A draft law that entered parliamentary debate on Wednesday aims to give parliament the right to pick judges that sit on the country’s influential judiciary council and shorten the panel’s term. The aim is to make the judiciary more efficient and boost politicians’ control over courts, ruling Law & Justice party lawmaker Stanislaw Piotrowicz said.
The Council of Europe, a human rights group backed by 47 nations on the continent, has joined Poland’s ombudsman and opposition parties in denouncing the plan, saying it counters the country’s constitution and risks eroding freedoms.
“Today is a black day for the judiciary,” Robert Kropiwnicki, a member of the opposition Civic Platform, said in a debate of the law in the assembly on Wednesday. “This law is an attempt to change the Polish constitution. Parliament isn’t omnipotent and shouldn’t overrule checks and balances to control the judiciary.”
The law may be passed as early as this week. Its approval -- almost given as Law & Justice controls majorities in both Polish houses of parliament -- may further tarnish the government’s reputation on democratic standards. The EU’s executive launched an unprecedented probe into whether a member state is adhering to the bloc’s values after the ruling party pushed through laws that gave it control over the Constitutional Tribunal.
The government is now seeking to overhaul the judiciary council, a body whose members are currently picked by judges. The panel, which also includes politicians, decides on appointments to the nation’s 400 courts. A separate draft law, also slated for debate Wednesday, gives the justice minister exclusive control over the appointing of the heads of courts, a process that now requires consultations with representatives of the judiciary.
Last month Poland rejected EU criticism on its adherence to the rule of law as a “dikat” and the government declared that it had no plans to implement the European Commission’s demands to restore the constitutional order. In response, Germany proposed a plan to tie future EU funding to whether members uphold the bloc’s democratic norms.
The country of 38 million people began its collision course with EU soon after the 2015 election victory of Law & Justice, which appointed judges to the Constitutional Tribunal in a move the court later ruled as illegal. The government has also refused to publish rulings from the panel that it doesn’t agree with, preventing them from taking force.

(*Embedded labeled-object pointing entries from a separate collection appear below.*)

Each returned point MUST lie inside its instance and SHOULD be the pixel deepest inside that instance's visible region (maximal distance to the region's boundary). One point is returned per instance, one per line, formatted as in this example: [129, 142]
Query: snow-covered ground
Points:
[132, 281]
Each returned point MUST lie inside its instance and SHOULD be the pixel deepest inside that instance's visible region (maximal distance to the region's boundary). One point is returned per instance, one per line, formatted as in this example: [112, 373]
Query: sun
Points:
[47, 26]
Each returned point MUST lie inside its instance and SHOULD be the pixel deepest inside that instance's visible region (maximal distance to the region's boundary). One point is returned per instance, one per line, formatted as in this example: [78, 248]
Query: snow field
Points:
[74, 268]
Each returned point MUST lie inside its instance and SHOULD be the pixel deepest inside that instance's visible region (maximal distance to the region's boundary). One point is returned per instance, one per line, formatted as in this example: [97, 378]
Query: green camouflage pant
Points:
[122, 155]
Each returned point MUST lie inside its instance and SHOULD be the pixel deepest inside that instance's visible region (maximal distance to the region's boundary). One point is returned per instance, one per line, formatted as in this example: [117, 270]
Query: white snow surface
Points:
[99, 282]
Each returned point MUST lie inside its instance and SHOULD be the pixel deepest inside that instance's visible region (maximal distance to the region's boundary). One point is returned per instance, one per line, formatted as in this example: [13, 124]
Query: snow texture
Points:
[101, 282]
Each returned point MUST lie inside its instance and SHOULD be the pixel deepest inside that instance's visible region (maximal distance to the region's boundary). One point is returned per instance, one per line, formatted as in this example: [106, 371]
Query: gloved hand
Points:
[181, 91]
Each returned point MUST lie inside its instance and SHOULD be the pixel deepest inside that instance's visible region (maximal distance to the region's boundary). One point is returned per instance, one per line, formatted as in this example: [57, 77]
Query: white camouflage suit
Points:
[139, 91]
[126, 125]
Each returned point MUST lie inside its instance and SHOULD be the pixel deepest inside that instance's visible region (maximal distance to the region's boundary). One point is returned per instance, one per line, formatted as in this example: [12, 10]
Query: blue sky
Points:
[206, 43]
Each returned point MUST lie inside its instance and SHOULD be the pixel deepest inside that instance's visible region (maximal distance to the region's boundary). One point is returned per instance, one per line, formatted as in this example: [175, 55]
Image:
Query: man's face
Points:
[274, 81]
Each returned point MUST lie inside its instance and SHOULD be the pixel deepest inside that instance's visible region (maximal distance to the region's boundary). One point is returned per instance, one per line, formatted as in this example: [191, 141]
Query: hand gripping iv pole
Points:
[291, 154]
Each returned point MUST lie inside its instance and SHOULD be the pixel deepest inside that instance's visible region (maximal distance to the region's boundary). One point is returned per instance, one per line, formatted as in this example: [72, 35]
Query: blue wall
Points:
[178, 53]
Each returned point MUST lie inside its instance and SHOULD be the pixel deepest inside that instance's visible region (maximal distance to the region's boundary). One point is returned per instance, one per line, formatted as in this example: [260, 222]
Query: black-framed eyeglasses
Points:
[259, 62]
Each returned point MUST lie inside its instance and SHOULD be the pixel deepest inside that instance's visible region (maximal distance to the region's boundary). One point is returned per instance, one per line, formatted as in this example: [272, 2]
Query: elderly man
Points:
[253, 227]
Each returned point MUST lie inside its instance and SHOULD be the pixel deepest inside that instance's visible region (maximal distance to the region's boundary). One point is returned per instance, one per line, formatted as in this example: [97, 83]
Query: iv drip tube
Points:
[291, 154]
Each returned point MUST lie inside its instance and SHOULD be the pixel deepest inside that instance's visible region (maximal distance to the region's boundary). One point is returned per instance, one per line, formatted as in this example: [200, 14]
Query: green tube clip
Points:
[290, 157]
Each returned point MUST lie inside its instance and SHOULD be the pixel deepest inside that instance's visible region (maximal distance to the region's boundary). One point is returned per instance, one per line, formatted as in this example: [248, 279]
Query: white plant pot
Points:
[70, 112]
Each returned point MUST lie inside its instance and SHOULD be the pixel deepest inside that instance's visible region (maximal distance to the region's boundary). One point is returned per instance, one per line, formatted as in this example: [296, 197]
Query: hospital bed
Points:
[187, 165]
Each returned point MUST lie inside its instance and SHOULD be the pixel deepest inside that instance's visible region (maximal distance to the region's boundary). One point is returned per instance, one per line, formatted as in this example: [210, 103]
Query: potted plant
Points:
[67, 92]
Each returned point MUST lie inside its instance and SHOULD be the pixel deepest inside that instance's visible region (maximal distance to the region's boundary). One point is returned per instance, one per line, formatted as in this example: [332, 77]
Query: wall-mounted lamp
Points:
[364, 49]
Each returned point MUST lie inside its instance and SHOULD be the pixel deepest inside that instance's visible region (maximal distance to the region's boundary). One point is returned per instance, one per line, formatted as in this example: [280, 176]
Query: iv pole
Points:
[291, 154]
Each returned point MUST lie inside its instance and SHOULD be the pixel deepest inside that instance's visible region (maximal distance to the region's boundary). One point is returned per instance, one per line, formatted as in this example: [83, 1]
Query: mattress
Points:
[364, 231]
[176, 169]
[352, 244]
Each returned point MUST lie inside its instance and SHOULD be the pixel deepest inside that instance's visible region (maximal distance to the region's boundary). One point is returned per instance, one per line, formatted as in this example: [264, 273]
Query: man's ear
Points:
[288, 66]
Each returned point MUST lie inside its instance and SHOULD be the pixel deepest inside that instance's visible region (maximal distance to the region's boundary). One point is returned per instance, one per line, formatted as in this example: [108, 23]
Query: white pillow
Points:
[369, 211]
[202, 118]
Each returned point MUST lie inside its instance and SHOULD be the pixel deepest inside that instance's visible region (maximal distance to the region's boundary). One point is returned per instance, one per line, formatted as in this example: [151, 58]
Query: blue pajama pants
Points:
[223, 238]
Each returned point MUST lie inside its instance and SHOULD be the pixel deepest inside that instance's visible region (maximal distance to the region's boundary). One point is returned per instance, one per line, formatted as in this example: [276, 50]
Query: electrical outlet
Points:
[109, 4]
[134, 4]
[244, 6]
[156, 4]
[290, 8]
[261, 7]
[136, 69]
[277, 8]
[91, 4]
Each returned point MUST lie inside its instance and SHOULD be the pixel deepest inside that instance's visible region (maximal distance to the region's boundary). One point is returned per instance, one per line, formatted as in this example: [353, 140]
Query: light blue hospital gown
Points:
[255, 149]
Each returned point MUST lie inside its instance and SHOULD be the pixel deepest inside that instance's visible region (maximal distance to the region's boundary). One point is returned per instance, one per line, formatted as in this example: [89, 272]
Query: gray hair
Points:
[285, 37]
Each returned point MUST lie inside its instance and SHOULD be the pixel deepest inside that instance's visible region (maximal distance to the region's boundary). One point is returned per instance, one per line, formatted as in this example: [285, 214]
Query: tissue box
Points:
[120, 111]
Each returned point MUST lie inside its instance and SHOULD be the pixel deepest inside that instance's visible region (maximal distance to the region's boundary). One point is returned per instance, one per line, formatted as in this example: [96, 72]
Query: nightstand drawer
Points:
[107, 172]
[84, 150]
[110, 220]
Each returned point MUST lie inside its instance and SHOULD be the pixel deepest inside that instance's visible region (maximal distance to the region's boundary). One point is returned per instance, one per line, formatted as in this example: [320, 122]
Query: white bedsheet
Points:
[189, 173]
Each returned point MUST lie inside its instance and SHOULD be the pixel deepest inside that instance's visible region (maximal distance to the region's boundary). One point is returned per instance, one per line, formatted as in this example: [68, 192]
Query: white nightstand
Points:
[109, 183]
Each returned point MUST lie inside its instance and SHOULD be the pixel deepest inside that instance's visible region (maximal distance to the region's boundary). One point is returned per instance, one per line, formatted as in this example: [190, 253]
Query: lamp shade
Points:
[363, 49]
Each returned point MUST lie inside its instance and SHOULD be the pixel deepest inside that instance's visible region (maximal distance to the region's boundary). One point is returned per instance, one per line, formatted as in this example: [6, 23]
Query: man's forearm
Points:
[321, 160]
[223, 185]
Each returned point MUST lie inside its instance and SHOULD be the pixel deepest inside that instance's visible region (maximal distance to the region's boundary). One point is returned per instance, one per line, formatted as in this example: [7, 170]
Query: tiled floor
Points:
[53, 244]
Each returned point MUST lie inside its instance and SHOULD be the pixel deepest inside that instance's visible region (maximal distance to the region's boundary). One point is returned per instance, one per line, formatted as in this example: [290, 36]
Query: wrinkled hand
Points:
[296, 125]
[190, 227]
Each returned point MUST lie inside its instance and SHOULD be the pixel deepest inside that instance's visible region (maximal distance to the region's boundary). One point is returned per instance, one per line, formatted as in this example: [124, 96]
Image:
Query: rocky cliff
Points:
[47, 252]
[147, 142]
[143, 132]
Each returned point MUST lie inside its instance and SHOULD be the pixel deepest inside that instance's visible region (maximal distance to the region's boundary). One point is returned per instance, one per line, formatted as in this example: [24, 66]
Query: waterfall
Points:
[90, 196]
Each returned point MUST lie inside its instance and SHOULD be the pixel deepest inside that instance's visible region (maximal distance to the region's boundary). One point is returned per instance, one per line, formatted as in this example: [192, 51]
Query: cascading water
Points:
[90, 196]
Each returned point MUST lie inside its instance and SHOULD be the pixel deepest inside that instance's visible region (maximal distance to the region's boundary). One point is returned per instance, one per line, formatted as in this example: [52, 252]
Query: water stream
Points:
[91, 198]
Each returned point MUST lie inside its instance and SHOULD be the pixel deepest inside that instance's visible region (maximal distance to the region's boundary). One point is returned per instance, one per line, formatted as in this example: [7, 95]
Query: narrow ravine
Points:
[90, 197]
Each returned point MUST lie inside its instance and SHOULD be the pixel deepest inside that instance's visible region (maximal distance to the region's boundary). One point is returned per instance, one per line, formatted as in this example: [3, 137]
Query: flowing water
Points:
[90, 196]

Party leader Jaroslaw Kaczynski, who holds the power behind Prime Minister Beata Szydlo’s cabinet, also called for the curbing of foreign ownership in media this year after the government purged hundreds of journalists from Polish outlets and put state-held television and radio under its direct control. Ombudsman Adam Bodnar said Wednesday that even his job may be at risk.
“When I read the draft I couldn’t believe it,” Bodnar told lawmakers. “It foresees cutting terms that are set in constitution immediately after the law is passed. So one could ask who will be next, the head of Supreme Audit Chamber? Or maybe the Ombudsman?”